Both the encoder and decoder here have a Transformer-like architecture with multi-headed attention calculated across multiple layers.

Retrieval model

The input to the MARGE model is a batch of "evidence" (the documents to be retrieved) and a "target" (the document to be reconstructed). Batches are created by:

sharding the document dataset into groups of potentially documents using heuristics like publication date
taking the $k$ evidence documents within the shard most similar to the target document (according to $f(x,z)$ below)
including a subset of these $k$ documents in the batch, weighting documents in other languages more than same-language documents

Batches are dropped and regenerated offline every 10K training steps by re-computing the pairwise relevance scores across documents.

The retrieval model compares candidate documents by computing a pairwise relevance score $f(x, z)$ between a target document $x$ and evidence document $z$ from the corpus. This takes the form of the cosine similarity of the documents, encoded by a function $g(\cdot)$, which takes the form of the first token of a 4-layer Transformer network:

$$
f(x,z) = \frac{g(x) \cdot g(z)}{|g(x)| |g(z)|}
$$

These relevance scores are used both to select documents to be included in each batch as well as push the model to pay more attention to more similar documents when reconstructing the input, as I'll cover later on.

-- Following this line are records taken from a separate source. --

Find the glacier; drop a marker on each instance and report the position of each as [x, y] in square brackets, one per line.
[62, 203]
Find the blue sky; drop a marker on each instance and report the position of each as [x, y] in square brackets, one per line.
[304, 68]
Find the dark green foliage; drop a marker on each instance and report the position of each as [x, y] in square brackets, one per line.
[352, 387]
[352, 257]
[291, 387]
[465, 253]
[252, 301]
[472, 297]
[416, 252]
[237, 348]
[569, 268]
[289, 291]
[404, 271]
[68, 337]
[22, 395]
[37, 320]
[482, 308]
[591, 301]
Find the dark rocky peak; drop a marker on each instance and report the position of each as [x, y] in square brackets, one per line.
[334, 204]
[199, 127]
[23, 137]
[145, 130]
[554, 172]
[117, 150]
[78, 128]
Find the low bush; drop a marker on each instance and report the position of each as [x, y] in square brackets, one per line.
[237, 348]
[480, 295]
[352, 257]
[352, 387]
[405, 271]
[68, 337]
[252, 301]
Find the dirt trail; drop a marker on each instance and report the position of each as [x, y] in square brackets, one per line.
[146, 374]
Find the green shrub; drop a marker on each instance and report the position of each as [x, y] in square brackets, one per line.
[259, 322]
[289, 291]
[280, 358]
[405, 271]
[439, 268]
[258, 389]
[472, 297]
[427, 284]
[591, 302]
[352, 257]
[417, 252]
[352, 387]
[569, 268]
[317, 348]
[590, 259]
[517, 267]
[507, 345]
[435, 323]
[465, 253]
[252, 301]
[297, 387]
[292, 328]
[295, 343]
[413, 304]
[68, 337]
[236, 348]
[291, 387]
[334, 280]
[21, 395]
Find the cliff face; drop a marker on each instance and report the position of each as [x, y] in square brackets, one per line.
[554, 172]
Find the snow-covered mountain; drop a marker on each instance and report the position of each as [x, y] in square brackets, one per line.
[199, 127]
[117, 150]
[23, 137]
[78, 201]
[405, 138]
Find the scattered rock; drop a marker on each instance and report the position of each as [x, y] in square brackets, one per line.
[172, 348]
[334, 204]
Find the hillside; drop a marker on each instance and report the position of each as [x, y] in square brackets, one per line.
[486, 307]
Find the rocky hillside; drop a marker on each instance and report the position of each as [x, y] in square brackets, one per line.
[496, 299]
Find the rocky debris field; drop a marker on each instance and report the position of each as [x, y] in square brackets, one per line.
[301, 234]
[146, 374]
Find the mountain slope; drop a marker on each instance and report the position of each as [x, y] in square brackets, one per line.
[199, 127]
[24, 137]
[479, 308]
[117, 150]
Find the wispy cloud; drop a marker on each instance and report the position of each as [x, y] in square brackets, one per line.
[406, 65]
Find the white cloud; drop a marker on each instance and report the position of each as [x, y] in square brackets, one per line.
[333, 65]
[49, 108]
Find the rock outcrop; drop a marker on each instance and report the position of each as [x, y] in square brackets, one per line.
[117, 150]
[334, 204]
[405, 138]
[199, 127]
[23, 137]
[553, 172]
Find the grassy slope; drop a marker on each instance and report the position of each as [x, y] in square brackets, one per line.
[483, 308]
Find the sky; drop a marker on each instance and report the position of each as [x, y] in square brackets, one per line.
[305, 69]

Using the same function for both targets and evidence ensures documents with similar words are more likely to be mapped to similar representations, even if the encoding function is largely random (which it will be at initialization).

Reconstruction model

The reconstruction model computes the likelihood of the target document tokens, conditioned on the evidence documents within the batch and associated relevance scores. The vector representations for all evidence documents within each batch are concatenated together into a single vector $z_{1...M}$ before being used for reconstruction:

$$
L_\theta = - \sum_i \log{p_\theta(x_i|z_{1...M}, f(x_i,z_1), ..., f(x_i,z_M))}
$$

During decoding, attention weights are calculated for each token of the target across the set of concatenated evidence documents, meaning that the weights correspond to the attention the decoder should pay to each token of each evidence document at each time-step, capturing token-wise similarity as in standard dot-product attention. Here however, the relevance scores for each document are added to the attention scores for the tokens from that document, multiplied by a trainable scalar parameter $\beta$. These biased scores are then softmaxed, yielding the attention weights for each time-step, layer $l$, and attention head $h$:

$$
\alpha = softmax_{z_{1...M}}(Q^{lh}(x_i)K^{lh}(z_{1...M}) + \beta f(x_i,z_j)) \in \mathbb{R}^{|x_i| \times \sum_j |z_j|}
$$

Backpropagating the reconstruction loss improves both the reconstruction model and the relevance model via this attention mechanism.

Architecture and training

The model encoder (distinct from the encoder $g(\cdot)$ used to encode individual documents) is a 12-layer Transformer network with dimension 1024 and feedforward layers of size 4096. The decoder is similar in structure but the feedforward layers there are size 16536 and 4 additional Transformer layers are added to the base with only self-attention (i.e. attention only to other words within the same document) and feedforward layers of size 4096. These supplemental layers allow the words in the target to contextualize locally before doing so across documents. The first four layers of the encoder are used in the relevance model (this is the $g(\cdot)$ referred to above).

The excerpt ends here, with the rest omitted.